Which of the following, on average, would you guess is the second highest paid position in football (behind the QB)?
a) Wide receiver
b) Left tackle
c) Running back
d) Middle linebacker
The answer is (b): the second highest paid position in the NFL is the left tackle. Why?
1. Because of Bill Walsh. You could say, more generally, the West Coast Offense. But there were two versions of the West Coast Offense: one went deep and the other (Walsh’s version) went wide. Spread out the field. Send four or five receivers out for shorter passes, raising your completion percentage and extending the run after the catch. Sending more people out, however, left the quarterback more vulnerable.
2. Because of rule changes in 1978. No longer could a cornerback “bump-and-run” with a receiver all the way down the field. Now he’s limited to five yards. And offensive linemen, who formerly were forced to block looking like clothes hangers, were suddenly allowed to use their hands.
3. Because of Lawrence Taylor. If you still wince when you hear the name “Joe Theismann,” then you’re probably a football fan. Taylor was a QB-destroying machine. The new profile for the blind side pass rusher became that athlete who is large, fast, and violent. In other words, someone not easily blocked by a running back.
Michael Lewis’s The Blind Side: Evolution of a Game tells the story of why the left tackle, the person who guards the blind side of the quarterback from the Lawrence Taylors of the world, has become such a valuable position.
The new profile for an NFL left tackle is what Lewis says the scouts call “a freak of nature.” He’s tall (6′4″), big (320+), quick, and has a wide butt, long arms and big hands. Think Orlando Pace or Jonathan Ogden.
Like Michael Oher, now a left tackle for Ole Miss. Much of this excellent book tells his story.
It’s the story of Memphis — a city with an invisible Berlin Wall between white and black. Lewis talks about the Christian academies that sprang up quickly with forced integration so wealthy white children wouldn’t have to go to school with black children. He talks about the pilgrimage east — as far away from the problems of West Memphis as possible.
But this story is specifically told through one young man: Michael Oher. He was a child who seemed to have no hope.
He was one of ten children of a crack cocaine-addicted mother. At times they had no shelter. When asked what he remembers about his first years of life, Michael says: “Going for days having to drink water to get full. Going to other people’s houses and asking for something to eat. Sleeping outside. The mosquitoes.”

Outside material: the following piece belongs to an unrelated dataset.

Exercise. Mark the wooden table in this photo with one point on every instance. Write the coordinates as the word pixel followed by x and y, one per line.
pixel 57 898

For a few years they lived in Hurt Village — a community of about 1000 with no — count them, ZERO — two-parent families. Seventy-five percent of the adults there had some mental illness. Drug lords waited with crack in hand at the first of the month when welfare checks arrived in the mail.
By the time he was 15, Michael Oher hadn’t been to school much. He’d been tested, and his IQ came out to be 80.
But all that changed. I’ll leave the details for you to enjoy the book. But the short story is this: he fell victim to the love and nurture of one wealthy, white family in East Memphis. Sean and Leigh Anne Tuohy (a former basketball player and a former cheerleader at Ole Miss) welcomed him into their family. He suddenly had a family, including a sister his age and a younger brother. He had a school to attend — Briarcrest Christian School. He had clothes and food. His IQ rose from 80 to 110.
Whether you’re a football fan or not, you’ll love the chapters on the recruiting of Michael Oher. Every college coach in the country began salivating when he saw tapes of Oher treating large opponents as if they weren’t there. In one game Briarcrest played, every offensive play consisted of giving the ball to the running back and telling him to stay behind Oher’s butt until he heard a whistle. They destroyed their opponent on that one play.
This is a hard book because of the despair. You realize that most people in the Hurt Villages of our inner cities don’t have a Tuohy family to help them.
But it’s also an inspiring read because this one family — this one white, wealthy, Evangelical family — brought a monstrous kid into their lives before anyone knew he had athletic super-talent. He was lost, and Leigh Anne Tuohy was going to care for him.
Michael Oher became what Lewis calls “a freak of nurture.”